As I commence this yarn, I’m sitting in the bowels of the Clarendon Wing, at the Leeds General Infirmary (LGI). Perched beside me are two family members; dynasty heads, positive of demeanour and caring of character.
One is reading an article on cholesterol, during a rare venture from the sports pages of the newspaper, the Daily Propaganda. The other his spouse, ill-at-ease with having to observe a not often undertaken semblance of silence, so not to disturb her husband’s concentration.
With the waiting room clock showing the day halfway through it’s eleventh hour, the two affable individuals (who, for anonymity purposes, I’ll call Arthur and Mavis) swap possession of the tabloid rag. This results in Arthur sitting undemonstratively staring blankly ahead, while Mavis peruses an article in the rag on how shoe horns got their name.
The elderly chief of the brood, pained by the rancid tumour which is now an almost constant nemesis, awaits consultation for a solution to his dilemma. Meanwhile, his missus smiles with the fulfilment everyone feels after acquiring knowledge of shoe horns moniker origins.
Sitting to Mavis’ right, typing on his laptop, is her middle age son. He transcribes the random observations of his waiting room experience with his brave pater. I addition to anecdotes about his mater who, thanks to unreliable newspaper tittle tattle, is now an expert on the topic of shoe horns.
The male offspring, who has spent so much time within Leeds Teaching Hospital over the last six years they now charge him rent, attempts unsuccessfully to recall his lifestyle prior to his wife and dad being stricken with their incurable illnesses.
There was a time when hardest existential challenge of Arthur and Mavis’ son was coping with an unfulfilling working existence. This all changed, though, on 17th November 2010 with his 44 year old spouse’s diagnosis of incurable cancer.
The family blindsided, their world changed forever under an avalanche of treatments, consultations, scans, GP visits, job uncertainty, wage loss and poor support. A mountain of detritus that continues six years on; exacerbated nine month ago when his pater Arthur received the same incurable diagnosis.

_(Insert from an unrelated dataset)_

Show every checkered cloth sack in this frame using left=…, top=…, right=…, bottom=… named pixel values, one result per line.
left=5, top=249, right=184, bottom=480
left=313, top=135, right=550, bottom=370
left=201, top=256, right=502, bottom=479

Although this is a first visit to this particular LGI waiting room, they all merge into one for the son. Although witnessing the different visages of medical staff and patients, the furniture, hand sanitizer units, two year old copies of magazine People’s Friend and a notice politely requesting visitors not to use the word moist, remain the same.
Arthur, a man of few words apart from moist, struggles with this unusual waiting room edict. He points at the sign and inquires of his wife “I wonder why you can’t say moist, love?”, which brings disapproving looks from the lady receptionist.

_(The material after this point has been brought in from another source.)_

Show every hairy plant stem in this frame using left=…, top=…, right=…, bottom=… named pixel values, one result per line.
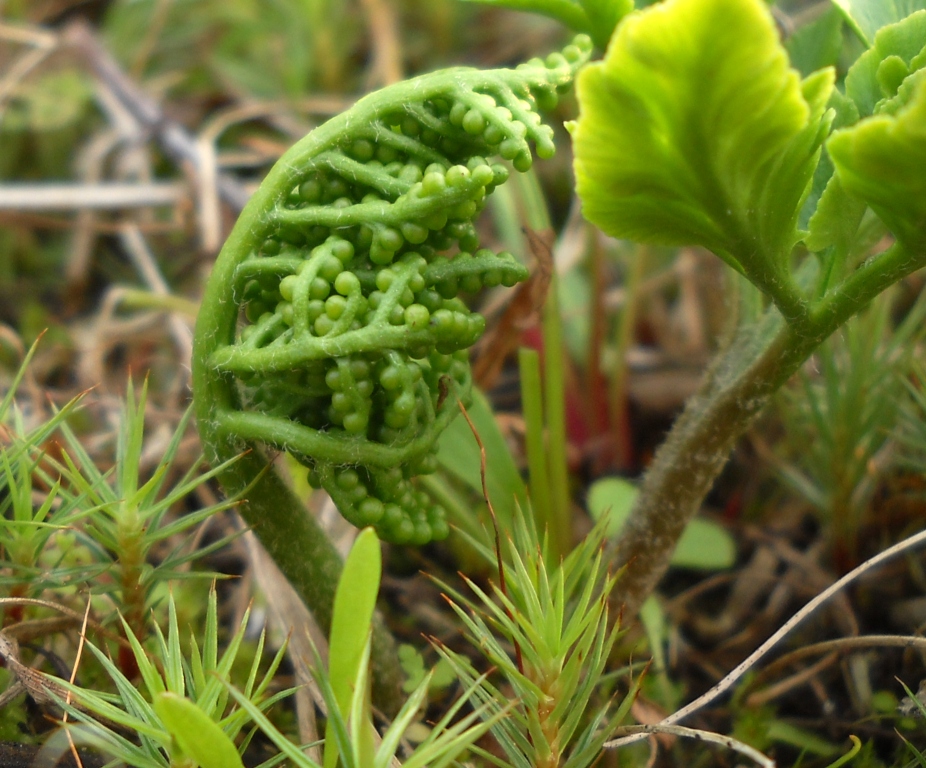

At 11.15am, during his consultation, Arthur found out he was to be kept in the LGI for tests, with a possible option of surgery. The consensus of opinion from the pragmatic surgeon and his medical team was the hospital stay would enhance the speed of Arthur’s treatment and palliative care.
I’m concluding this narrative back at chez Strachan, I’m due to venture back to the hospital shortly to check how Arthur is adapting to hospital life. Later, taking home his loving spouse of 56 years……God bless them both!